Despite enjoying the romantic escapism and musical artistry, Nugent foresaw international repercussions. "In these propaganda-searching days, we know the comrades are going to howl bloody Metro-Goldwyn-Mayer. The notion of peasant girls tossing their locks and eyes at the Imperial Guard and the film's gusty sighing over the dear dead days... are bound to be tantamount to waving a papal bull before the Red flag of The Daily Worker."

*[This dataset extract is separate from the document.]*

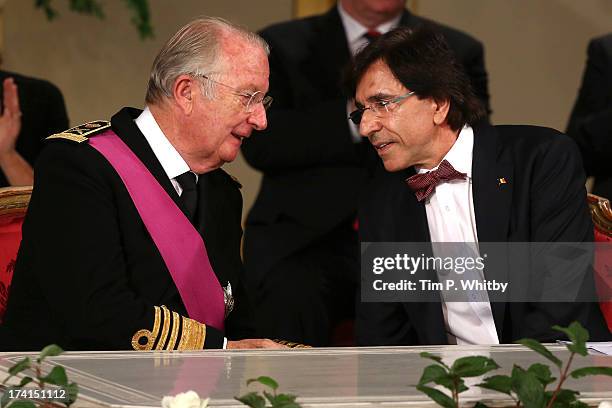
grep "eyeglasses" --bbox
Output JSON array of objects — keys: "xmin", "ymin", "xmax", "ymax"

Nor did he overlook the film's shortcomings, "...the picture is long on formula and short on originality... nine out of ten sequences have been blue-printed before," but nonetheless gave director Reinhold Schunzel credit for a job well done.

According to MGM records, the film earned $926,000 in the United States and Canada and $1,153,000 elsewhere, resulting in a loss of $486,000.